Students and faculty will face off in the annual Live Figures Chess Game at 5:30 p.m. Monday, September 18 on the Kelvin Smith Library Oval. The event kicks off the third annual Humanities Week Celebration. Sponsored by the Baker-Nord Center for the Humanities in the College of Arts and Sciences, the week's events are free and open to the public.
"Humanities Week offers the opportunity to celebrate and reflect on how we make human meanings and communities, how the present springs from our many pasts, and how creativity and the capacity for play remain integral to our lives," says Thomas Bishop, director of the Baker-Nord Center for the Humanities.

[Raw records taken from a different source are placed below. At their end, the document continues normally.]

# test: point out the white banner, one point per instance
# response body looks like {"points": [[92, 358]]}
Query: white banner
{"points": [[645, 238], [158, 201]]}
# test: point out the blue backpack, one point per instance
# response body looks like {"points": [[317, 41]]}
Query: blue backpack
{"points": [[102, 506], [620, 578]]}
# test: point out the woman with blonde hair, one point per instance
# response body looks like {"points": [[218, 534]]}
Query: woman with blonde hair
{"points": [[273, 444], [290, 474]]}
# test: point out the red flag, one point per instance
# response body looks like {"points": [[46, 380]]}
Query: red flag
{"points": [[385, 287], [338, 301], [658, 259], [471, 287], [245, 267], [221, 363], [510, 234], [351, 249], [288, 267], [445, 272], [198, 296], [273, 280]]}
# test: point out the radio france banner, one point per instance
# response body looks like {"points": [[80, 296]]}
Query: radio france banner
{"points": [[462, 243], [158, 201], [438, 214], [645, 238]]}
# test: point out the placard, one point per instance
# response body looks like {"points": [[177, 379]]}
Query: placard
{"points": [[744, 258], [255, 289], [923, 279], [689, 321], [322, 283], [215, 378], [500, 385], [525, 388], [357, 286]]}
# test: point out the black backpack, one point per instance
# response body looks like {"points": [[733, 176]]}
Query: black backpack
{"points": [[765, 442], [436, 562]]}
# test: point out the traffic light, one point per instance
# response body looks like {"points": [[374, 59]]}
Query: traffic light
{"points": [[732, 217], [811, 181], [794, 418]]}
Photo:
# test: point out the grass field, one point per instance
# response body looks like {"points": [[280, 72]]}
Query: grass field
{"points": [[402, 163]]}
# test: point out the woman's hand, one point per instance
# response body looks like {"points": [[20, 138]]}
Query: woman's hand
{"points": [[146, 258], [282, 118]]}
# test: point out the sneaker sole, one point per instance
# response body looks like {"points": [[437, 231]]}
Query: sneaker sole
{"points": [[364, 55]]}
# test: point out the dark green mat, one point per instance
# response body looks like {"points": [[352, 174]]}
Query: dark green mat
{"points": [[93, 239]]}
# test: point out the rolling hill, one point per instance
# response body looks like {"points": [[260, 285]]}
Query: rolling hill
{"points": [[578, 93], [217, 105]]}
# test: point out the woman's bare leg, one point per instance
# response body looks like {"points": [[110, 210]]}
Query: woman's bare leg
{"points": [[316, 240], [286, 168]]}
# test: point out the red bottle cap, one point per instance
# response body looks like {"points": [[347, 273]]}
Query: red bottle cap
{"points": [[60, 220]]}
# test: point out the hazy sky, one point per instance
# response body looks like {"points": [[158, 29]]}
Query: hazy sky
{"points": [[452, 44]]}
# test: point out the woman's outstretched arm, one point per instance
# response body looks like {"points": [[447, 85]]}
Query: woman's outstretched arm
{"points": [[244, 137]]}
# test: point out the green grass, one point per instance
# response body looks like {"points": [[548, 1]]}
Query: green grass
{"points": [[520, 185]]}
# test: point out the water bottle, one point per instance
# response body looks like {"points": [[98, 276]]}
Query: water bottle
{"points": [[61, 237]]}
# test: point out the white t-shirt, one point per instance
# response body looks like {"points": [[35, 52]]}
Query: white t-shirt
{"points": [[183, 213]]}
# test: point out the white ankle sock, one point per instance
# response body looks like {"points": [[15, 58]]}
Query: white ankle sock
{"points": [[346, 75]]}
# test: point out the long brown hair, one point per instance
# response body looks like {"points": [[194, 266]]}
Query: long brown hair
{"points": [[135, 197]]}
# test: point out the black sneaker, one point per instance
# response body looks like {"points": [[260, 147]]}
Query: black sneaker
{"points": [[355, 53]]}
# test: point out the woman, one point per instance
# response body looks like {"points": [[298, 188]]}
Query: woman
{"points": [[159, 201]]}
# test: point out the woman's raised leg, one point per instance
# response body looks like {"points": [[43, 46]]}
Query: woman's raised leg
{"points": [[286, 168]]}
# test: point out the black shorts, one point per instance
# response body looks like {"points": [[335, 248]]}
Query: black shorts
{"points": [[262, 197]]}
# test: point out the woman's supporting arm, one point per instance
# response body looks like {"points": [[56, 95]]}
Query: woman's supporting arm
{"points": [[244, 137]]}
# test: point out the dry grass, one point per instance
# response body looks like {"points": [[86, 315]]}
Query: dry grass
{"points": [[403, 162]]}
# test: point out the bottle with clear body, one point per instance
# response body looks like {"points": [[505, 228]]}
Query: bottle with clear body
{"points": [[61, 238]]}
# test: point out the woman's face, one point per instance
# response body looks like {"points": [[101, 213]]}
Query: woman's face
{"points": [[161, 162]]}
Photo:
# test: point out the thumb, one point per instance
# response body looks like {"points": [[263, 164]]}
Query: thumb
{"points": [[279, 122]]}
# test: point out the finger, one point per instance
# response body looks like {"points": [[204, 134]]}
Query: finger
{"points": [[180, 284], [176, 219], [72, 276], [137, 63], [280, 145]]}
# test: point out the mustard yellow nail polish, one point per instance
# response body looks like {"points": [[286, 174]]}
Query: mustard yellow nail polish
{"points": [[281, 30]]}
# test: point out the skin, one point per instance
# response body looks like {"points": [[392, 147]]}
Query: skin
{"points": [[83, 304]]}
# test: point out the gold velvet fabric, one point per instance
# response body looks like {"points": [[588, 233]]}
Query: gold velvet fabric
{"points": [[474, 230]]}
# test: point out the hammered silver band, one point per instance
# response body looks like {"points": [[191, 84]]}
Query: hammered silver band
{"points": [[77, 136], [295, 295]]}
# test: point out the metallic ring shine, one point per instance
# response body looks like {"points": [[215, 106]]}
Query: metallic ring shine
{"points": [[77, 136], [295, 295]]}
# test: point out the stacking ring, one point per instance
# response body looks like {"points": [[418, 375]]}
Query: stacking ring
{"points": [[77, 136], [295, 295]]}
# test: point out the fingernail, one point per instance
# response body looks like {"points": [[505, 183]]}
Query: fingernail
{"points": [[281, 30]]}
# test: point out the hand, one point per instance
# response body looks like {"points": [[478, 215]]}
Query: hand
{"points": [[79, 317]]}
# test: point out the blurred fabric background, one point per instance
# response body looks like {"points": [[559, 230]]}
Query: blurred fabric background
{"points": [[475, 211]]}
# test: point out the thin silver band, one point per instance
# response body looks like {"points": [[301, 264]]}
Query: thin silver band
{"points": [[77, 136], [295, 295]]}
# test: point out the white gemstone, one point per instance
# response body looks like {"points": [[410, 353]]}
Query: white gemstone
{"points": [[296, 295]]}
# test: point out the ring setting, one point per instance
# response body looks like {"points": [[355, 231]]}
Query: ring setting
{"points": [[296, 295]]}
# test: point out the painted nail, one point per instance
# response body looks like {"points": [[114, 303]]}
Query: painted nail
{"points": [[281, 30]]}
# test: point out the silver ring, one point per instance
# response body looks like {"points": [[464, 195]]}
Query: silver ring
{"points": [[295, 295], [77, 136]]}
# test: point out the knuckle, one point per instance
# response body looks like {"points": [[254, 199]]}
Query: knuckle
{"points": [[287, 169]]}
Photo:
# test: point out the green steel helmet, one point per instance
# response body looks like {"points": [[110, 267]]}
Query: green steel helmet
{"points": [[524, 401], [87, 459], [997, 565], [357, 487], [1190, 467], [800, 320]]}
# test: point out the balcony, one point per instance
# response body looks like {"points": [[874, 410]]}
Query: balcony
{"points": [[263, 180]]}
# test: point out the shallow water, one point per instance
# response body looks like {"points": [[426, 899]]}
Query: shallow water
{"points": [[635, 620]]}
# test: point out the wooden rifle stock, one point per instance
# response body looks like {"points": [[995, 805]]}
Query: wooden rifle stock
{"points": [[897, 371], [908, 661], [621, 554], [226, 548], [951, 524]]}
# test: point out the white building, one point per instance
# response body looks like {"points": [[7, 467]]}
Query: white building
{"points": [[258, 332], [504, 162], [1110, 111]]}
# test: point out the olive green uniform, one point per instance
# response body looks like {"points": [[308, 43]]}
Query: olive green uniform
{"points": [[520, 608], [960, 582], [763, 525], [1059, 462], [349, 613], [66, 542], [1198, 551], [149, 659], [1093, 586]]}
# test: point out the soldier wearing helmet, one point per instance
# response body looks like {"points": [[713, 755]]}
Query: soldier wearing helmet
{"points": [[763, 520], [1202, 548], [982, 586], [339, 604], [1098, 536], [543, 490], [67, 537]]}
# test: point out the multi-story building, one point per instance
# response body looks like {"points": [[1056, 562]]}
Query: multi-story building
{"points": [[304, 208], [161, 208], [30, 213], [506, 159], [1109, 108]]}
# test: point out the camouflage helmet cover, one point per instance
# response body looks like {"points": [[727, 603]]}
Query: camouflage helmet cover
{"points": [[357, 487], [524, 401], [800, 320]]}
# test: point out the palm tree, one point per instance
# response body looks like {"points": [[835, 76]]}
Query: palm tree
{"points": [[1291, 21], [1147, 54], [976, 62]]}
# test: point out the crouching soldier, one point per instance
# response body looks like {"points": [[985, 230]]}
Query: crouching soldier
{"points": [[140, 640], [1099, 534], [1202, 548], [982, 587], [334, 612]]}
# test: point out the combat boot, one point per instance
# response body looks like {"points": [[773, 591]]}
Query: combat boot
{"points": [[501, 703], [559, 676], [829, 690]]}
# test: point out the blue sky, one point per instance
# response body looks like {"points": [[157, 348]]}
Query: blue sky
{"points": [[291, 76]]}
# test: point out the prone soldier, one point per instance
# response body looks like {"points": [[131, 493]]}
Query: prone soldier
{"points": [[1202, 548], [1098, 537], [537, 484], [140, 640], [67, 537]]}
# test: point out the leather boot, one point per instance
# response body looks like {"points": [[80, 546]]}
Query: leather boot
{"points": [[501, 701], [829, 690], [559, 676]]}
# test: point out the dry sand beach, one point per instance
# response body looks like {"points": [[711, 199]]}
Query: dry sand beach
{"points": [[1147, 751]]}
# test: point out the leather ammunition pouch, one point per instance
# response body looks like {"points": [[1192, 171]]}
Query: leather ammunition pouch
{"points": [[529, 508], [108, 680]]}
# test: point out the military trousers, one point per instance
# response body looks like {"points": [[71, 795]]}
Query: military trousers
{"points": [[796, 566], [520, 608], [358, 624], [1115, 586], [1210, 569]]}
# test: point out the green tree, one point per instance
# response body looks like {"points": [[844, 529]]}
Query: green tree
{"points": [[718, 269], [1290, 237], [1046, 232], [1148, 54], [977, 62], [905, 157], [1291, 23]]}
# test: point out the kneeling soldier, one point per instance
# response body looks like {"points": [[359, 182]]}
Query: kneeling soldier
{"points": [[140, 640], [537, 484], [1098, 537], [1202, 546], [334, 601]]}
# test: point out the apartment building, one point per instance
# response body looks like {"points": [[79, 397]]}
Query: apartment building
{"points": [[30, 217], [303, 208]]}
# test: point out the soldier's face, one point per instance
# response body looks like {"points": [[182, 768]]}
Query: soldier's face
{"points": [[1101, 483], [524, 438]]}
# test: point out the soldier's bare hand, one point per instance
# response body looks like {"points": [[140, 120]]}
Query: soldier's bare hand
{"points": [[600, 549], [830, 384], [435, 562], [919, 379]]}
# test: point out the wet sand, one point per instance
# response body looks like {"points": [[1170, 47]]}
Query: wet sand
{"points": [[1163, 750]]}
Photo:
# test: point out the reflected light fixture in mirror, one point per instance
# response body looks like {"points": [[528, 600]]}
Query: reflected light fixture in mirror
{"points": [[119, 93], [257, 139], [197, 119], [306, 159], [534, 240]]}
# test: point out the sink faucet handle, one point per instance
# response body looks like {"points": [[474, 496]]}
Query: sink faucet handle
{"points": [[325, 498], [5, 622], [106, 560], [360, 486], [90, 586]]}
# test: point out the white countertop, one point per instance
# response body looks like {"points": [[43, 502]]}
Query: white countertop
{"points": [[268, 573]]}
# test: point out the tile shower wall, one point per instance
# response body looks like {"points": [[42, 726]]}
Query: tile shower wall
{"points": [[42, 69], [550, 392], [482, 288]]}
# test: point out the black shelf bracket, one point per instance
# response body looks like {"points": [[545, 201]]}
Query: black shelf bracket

Martha Nussbaum, the Ernst Freund Professor of Law and Ethics at the University of Chicago, will give the week's keynote address at 5:30 p.m. Wednesday, September 20. Her talk, "The Costs of Tragedy: Cost-Benefit Analysis and Theories of Justice," takes place in Thwing Center Ballroom.
Thomas Bishop, director of the Baker-Nord Center, describes Nussbaum as "brilliant and a wide-ranging thinker." He notes that she is one of the country's leading humanities scholars, working in law, literature, politics, and philosophy.
Nussbaum is the award-winning author and editor of such books as The Stoic Idea of City (1999), Sex and Social Justice (1999), Clones and Clones: Facts and Fantasies About Human Cloning (1998), and Essays on Law and Nature (1998).
Her book, Women and Human Development: The Capabilities Approach, is due for publication this year by Cambridge Press.
Nussbaum has earned the Brandeis Creative Arts Award for Non-Fiction in 1990 and the PEN Spielvogel-Diamondstein Award for the best collection of essays in 1991.